When I got my Eee PC last December, I was exposed to 2 computer things I had never dealt with before: wireless networking and SD memory (yeah, I’m behind the curve technologically; what of it?). The Eee PC — at least the 701 — is not outfitted with a great deal of storage, only 4 GB SSD. An easy way to expand the capacity is to add an SD card. I did my homework on the technology because I saw that there were varying prices among many brands. Plus, they all seemed to be rated using an “X” speed. It turns out that this speed is the same as for compact discs (X = 150 kilobytes/sec, the minimum speed needed to play an audio CD).

I settled on a 133X PNY brand 2GB SD card for my Eee PC. The Xandros-based OS recognized it right away and it seemed to work just fine… except for one minor detail– its write speed was mind-bogglingly slow, about 350 kilobytes/sec, so about 2.5X. The read speed was fine, though. I clocked it in the range of at least 120X. This colored my perception of SD cards for much of this year — really fast to read and ludicrously slow to write — and I mainly used the SD card for storing large multimedia samples and other data that didn’t need to change often. I wondered how SD could be so widely used with such an abysmal write speed. It seems to be quite popular with cameras. I decided maybe that’s why cameras pack absurd amounts of RAM– to cache pictures until they can finally be dumped to storage. I asked other people about their experiences with SD memory but no one had thought to profile the stuff. Maybe they were fine with the slow write speeds?

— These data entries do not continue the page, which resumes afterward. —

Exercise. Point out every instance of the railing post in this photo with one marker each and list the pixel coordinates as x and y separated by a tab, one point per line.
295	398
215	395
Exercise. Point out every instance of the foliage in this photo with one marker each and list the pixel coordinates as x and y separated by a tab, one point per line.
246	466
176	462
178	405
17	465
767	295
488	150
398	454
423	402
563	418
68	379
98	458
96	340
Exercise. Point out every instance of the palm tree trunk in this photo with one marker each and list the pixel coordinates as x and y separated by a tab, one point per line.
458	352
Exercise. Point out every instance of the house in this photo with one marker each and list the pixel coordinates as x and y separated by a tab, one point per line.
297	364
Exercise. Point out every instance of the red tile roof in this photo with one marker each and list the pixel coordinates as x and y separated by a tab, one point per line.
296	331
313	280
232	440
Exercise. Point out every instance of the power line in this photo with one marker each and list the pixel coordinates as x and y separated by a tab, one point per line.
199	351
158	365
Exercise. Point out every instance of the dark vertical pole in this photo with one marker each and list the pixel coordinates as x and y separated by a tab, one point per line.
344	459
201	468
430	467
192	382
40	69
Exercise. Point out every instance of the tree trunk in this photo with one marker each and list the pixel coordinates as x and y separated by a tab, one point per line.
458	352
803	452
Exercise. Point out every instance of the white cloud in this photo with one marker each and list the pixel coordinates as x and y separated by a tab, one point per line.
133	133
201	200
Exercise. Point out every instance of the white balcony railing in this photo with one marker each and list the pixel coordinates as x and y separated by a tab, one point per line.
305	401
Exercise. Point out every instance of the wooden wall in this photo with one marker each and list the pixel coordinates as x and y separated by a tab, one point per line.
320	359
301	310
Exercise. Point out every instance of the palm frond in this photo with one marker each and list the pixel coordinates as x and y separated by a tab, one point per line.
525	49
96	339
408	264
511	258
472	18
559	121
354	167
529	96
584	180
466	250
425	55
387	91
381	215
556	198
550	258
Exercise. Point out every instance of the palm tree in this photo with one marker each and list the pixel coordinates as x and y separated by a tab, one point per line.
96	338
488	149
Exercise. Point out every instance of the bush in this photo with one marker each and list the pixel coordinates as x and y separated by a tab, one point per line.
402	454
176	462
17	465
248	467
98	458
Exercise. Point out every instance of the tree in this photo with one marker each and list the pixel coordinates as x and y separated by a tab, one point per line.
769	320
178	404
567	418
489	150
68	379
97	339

I just bought a new digital camera and a 150X Transcend brand 2GB SD card. I couldn’t get the card to work in my camera (though the piddly 32 MB card included with the camera works fine). Before I returned the card, I decided to try it in my Eee PC. It worked pretty handily in there, so I proceeded to copy the data off of the PNY card and onto the Transcend card so I can perhaps use the PNY card in the camera. Large files were being written to the Transcend card in no time and so I profiled it a little more carefully. I saw write speeds of over 7 MB/sec. Okay, so this card definitely gets to live in my Eee PC.

But do I really want to put this slow PNY card in my camera? I decided to try the PNY one last time in the Eee PC. Suddenly, I saw outrageously high (compared to before) write speeds on the PNY. What’s going on?

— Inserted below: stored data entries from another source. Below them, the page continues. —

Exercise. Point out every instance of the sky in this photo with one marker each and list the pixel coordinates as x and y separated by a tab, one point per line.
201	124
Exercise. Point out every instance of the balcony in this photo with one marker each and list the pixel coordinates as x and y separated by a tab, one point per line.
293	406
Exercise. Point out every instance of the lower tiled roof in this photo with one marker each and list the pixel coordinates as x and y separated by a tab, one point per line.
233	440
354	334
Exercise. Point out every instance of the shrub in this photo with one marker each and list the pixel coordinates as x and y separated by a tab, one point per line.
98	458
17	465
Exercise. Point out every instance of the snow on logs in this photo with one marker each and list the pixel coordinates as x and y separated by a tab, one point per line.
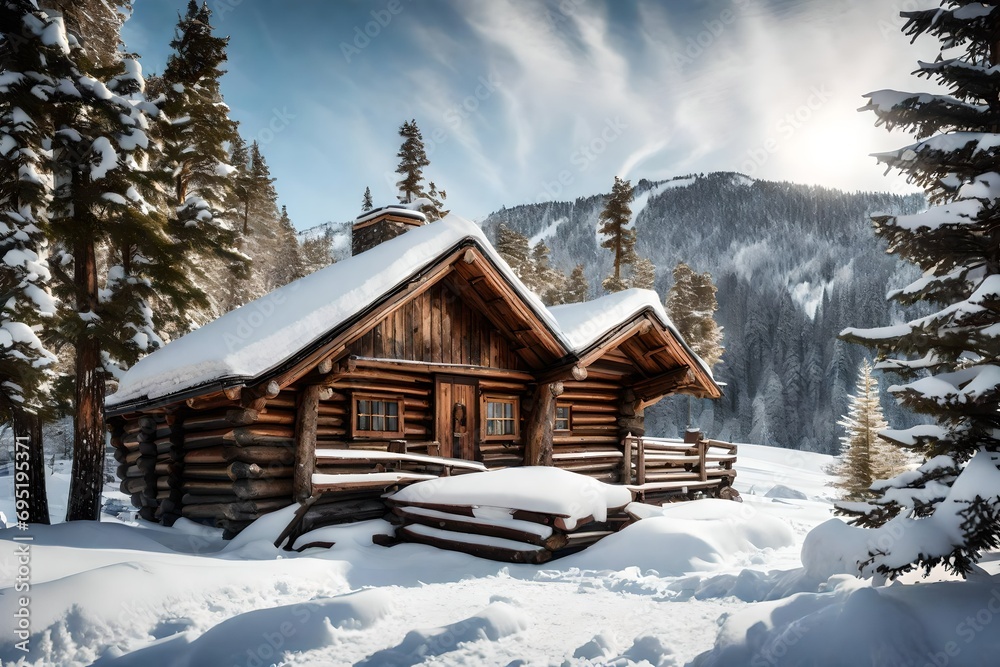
224	461
518	515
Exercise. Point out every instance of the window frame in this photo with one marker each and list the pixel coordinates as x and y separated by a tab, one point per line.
503	399
568	419
357	432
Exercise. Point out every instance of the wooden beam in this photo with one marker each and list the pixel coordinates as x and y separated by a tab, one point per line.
538	433
305	442
450	369
374	315
661	384
573	371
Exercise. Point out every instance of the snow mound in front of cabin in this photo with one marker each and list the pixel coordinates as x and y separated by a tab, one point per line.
492	624
532	488
944	623
687	537
263	636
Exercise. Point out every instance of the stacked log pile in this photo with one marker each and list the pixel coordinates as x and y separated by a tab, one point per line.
350	484
502	534
664	469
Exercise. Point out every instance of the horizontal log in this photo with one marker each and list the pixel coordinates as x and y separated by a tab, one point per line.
585	439
463	524
263	435
589	408
131	485
208	498
236	470
241	510
210	401
342	512
382	388
283	401
540	555
584	419
244	488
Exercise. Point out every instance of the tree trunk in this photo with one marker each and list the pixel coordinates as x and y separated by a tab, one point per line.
305	441
87	477
538	436
28	429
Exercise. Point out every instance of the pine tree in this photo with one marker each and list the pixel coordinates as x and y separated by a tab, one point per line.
96	25
316	253
548	282
25	362
620	239
193	154
866	457
643	274
691	305
412	160
513	248
577	289
103	229
288	262
952	353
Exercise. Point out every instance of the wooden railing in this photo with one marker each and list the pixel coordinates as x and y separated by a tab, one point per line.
661	466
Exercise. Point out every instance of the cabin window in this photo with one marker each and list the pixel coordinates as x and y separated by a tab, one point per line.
378	416
502	417
564	417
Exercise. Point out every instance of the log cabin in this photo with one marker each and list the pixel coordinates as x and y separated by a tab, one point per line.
421	355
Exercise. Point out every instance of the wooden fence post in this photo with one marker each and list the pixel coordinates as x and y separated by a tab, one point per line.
305	442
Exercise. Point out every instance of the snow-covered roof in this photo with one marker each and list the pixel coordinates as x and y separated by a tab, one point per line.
265	334
584	324
261	335
402	210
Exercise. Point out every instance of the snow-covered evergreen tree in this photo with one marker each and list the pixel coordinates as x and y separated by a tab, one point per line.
866	457
615	219
412	160
110	250
643	274
514	249
548	282
577	289
951	357
691	305
25	188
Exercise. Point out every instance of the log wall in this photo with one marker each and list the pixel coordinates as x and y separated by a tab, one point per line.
592	446
438	327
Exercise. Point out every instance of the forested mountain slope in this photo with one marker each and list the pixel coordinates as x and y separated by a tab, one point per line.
794	265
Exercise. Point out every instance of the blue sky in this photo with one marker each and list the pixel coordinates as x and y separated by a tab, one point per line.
522	101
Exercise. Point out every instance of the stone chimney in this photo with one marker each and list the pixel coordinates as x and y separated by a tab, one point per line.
381	224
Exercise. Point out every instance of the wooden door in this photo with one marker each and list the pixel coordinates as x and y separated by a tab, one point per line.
456	417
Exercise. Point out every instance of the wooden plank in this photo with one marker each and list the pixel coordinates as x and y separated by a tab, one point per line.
535	556
305	442
476	526
418	367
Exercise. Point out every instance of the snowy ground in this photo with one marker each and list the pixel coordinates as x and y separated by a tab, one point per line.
660	592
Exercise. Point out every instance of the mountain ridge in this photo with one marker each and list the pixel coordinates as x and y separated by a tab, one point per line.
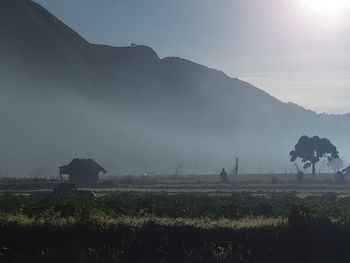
66	98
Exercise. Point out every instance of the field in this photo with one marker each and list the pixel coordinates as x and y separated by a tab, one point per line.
137	219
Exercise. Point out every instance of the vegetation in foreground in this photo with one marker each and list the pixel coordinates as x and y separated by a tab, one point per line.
134	227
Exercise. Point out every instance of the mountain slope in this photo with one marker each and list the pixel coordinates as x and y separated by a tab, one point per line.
63	97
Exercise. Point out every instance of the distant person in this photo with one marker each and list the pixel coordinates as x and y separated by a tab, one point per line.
223	176
339	178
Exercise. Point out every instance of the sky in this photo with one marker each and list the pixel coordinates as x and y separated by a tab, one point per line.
296	50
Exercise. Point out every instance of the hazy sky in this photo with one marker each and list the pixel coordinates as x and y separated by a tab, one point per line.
297	50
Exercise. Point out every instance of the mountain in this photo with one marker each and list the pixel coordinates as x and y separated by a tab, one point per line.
63	97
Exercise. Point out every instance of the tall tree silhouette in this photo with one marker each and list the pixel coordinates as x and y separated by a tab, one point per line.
311	150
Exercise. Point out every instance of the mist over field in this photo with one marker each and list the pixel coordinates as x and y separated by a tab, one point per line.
64	98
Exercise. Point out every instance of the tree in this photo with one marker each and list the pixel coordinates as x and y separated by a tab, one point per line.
335	164
311	150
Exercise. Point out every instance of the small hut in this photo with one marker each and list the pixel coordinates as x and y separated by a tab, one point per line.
346	171
82	171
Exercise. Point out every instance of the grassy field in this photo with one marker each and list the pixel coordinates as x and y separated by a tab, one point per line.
190	219
168	227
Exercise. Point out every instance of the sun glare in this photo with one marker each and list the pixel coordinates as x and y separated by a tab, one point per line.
330	8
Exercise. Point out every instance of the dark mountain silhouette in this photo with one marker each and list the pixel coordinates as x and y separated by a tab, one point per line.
63	97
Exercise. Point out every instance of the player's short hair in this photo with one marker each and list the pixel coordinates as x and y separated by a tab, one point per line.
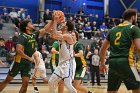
129	13
23	25
70	25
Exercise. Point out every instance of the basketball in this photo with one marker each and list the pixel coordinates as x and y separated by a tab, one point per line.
61	15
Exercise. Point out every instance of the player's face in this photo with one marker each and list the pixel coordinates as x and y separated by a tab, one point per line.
30	26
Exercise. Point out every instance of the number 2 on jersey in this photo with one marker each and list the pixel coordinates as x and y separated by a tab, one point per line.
118	36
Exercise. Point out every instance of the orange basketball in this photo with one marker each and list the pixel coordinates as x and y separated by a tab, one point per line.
61	15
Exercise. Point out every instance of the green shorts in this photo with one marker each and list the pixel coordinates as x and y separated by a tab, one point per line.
80	73
51	66
23	68
120	70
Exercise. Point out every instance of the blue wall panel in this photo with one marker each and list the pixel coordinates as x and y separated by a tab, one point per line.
116	9
31	5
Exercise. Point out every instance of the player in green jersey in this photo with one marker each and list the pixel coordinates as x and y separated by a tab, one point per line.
80	64
122	40
25	48
54	63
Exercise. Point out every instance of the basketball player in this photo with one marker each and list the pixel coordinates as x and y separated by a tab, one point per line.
54	63
122	40
25	49
66	66
39	70
80	64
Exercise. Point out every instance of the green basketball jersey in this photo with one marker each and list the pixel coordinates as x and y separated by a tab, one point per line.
121	40
29	43
80	61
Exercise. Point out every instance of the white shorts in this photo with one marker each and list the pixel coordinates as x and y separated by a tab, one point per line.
66	70
40	72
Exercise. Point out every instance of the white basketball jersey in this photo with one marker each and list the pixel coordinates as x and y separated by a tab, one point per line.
41	59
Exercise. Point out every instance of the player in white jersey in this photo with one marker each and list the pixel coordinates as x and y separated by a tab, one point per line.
66	66
39	70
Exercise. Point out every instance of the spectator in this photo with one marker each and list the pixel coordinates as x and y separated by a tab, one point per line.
5	15
95	29
103	27
87	31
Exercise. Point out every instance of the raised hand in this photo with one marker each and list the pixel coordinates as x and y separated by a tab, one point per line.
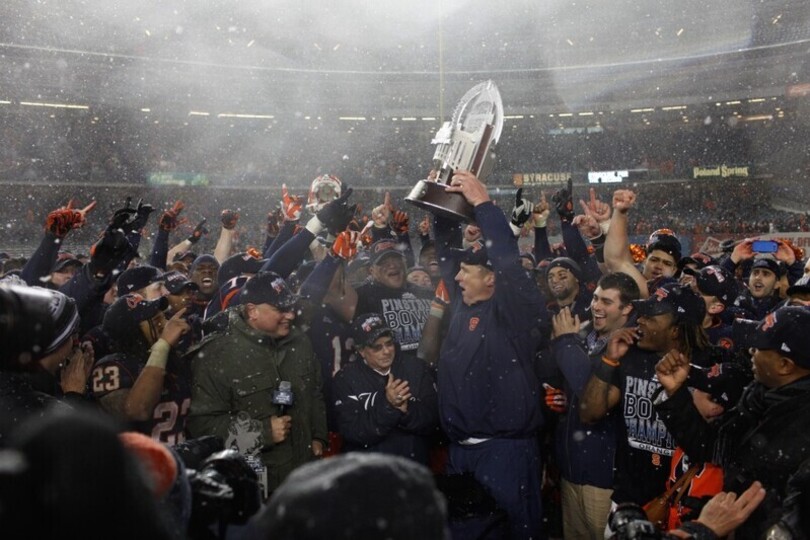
77	369
599	210
142	213
564	202
397	392
522	210
280	427
198	232
623	200
587	225
619	342
424	226
337	214
291	204
382	213
565	322
400	222
672	371
170	219
556	400
63	220
345	245
175	328
274	220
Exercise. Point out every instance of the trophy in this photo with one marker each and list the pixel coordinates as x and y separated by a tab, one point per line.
467	142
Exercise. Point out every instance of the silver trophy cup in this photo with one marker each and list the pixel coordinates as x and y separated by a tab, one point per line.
467	142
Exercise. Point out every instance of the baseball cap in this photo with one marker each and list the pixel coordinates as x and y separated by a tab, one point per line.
713	280
666	241
128	311
268	288
786	330
722	382
177	281
383	248
185	256
135	279
475	254
568	264
236	265
768	263
699	259
203	259
680	300
368	328
530	257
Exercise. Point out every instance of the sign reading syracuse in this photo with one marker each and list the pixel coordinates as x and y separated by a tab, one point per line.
539	179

One thing has changed in the interim: I have moved from using the Xandros-based Eee PC Linux to using Ubuntu-Eee. The only explanation I have at this point based on the available data is that the original OS had a really substandard SD card driver.

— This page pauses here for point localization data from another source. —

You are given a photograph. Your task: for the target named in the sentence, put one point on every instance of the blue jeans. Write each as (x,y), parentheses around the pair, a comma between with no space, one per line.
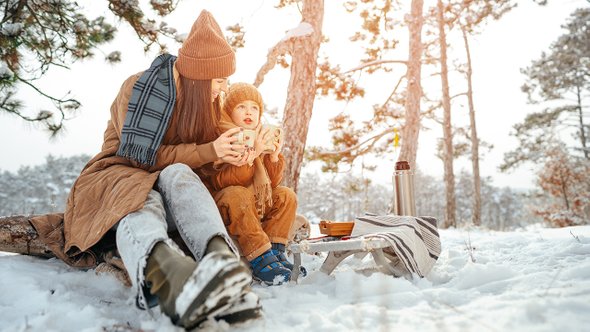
(181,203)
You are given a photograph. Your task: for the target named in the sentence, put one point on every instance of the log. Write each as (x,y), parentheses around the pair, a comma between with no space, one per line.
(17,235)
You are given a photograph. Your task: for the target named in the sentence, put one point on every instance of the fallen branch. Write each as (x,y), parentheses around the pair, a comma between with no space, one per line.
(17,235)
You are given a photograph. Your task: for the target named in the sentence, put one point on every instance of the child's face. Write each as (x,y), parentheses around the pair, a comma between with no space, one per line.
(246,114)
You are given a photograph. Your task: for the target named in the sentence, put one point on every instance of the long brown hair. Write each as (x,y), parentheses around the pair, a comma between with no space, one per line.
(196,116)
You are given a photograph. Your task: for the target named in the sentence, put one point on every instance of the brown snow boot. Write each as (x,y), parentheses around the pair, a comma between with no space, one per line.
(190,293)
(166,272)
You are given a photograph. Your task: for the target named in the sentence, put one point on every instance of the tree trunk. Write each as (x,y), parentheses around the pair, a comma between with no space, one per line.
(581,119)
(447,131)
(17,235)
(476,213)
(411,129)
(301,92)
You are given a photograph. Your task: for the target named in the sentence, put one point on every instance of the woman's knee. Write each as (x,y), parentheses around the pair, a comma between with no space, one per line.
(177,168)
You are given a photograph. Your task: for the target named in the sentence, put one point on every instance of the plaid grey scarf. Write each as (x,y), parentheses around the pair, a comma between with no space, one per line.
(148,112)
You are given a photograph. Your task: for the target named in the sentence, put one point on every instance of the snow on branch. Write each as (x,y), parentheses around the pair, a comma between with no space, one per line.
(373,139)
(284,46)
(374,63)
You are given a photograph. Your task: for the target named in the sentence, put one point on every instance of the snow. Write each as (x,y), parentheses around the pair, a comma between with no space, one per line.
(534,279)
(12,29)
(303,29)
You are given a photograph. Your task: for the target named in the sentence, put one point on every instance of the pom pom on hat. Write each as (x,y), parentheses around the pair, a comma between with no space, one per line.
(205,54)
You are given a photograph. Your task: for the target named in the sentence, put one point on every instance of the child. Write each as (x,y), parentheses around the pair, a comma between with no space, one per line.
(256,210)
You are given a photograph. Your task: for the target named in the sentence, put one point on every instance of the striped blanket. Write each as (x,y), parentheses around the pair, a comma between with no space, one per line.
(415,243)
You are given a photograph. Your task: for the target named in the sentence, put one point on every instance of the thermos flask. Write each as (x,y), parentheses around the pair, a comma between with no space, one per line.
(403,190)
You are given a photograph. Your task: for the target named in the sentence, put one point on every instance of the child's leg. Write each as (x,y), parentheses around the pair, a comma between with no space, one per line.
(279,218)
(238,211)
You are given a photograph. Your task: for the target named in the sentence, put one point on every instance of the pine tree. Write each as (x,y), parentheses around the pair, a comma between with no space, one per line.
(560,81)
(38,35)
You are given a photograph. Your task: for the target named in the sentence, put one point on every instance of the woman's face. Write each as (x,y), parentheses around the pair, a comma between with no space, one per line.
(218,85)
(246,114)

What have I learned from this exercise? I don’t know, maybe that I shouldn’t have such low expectations. If anyone cares about my precise methodology:

 # create a file of random garbage that is roughly 768 MB large
 $ dd if=/dev/urandom of=randomfile bs=1024 count=768000
 # this Eee PC has 512 MB of RAM; the file will not be cached in RAM
 $ dd if=randomfile of=sdcard/randomfile

The SD cards are formatted with ext2. This methodology is a little different than the one I found on ossguy’s blog where he profiled by reading and writing raw sectors. He did an undeniably thorough job, though, testing 5 cards against 3 different interfaces.

5 thoughts on “SD And Me

  1. Reimar

    Hm, since there were no others available where I looked I bought a so-called SDHC card which was designed for camcorders, they can hardly give really bad write performance and indeed I get about 4 MB/s writing to a ext2 filesystem.
    I should note that I always set noatime in fstab, because I have no use at all for recorded last-access-times.
    I have one little “problem” though, it seems it is not possible to auto-mount the SD card in some specifice place via an fstab entry, very curious (does the SD interface driver get loaded after fstab is already processed?).

  2. Reimar

    That is a good point, that comment
    # this Eee PC has 512 MB of RAM; the file will not be cached in RAM
    is not right, it means that at most 512 MB will be cached, so that can result in 3x as large values as correct (in theory, more like 1.5x probably in reality), so you should add a “sync” at the end.
    I didn’t make that error though since I was transfering a 3 GB file via ssh, and I got sustained write speeds of ca. 4 MB/s.
    And the “sync” mount option… the homage to users too “stupid” to unmount first…

  3. Mans

    In addition to being slow, mounting flash cards with the sync
    option has the potential to destroy them really quickly. Sync
    tells the OS to flush all data and metadata for the file after
    *every* write() call. This means the file’s inode (or the FAT
    in case of (V)FAT filesystems) is updated millions of times
    when writing a large file. Even the most clever of wear levelling
    algorithms will struggle under such conditions. One of the
    primary uses for SD cards is in digital cameras, so a reasonable
    guess is that the wear levelling is optimised for such usage
    patters, i.e. files are 1-10MB, and the metadata is updated only
    after the file has been entirely written (my guess).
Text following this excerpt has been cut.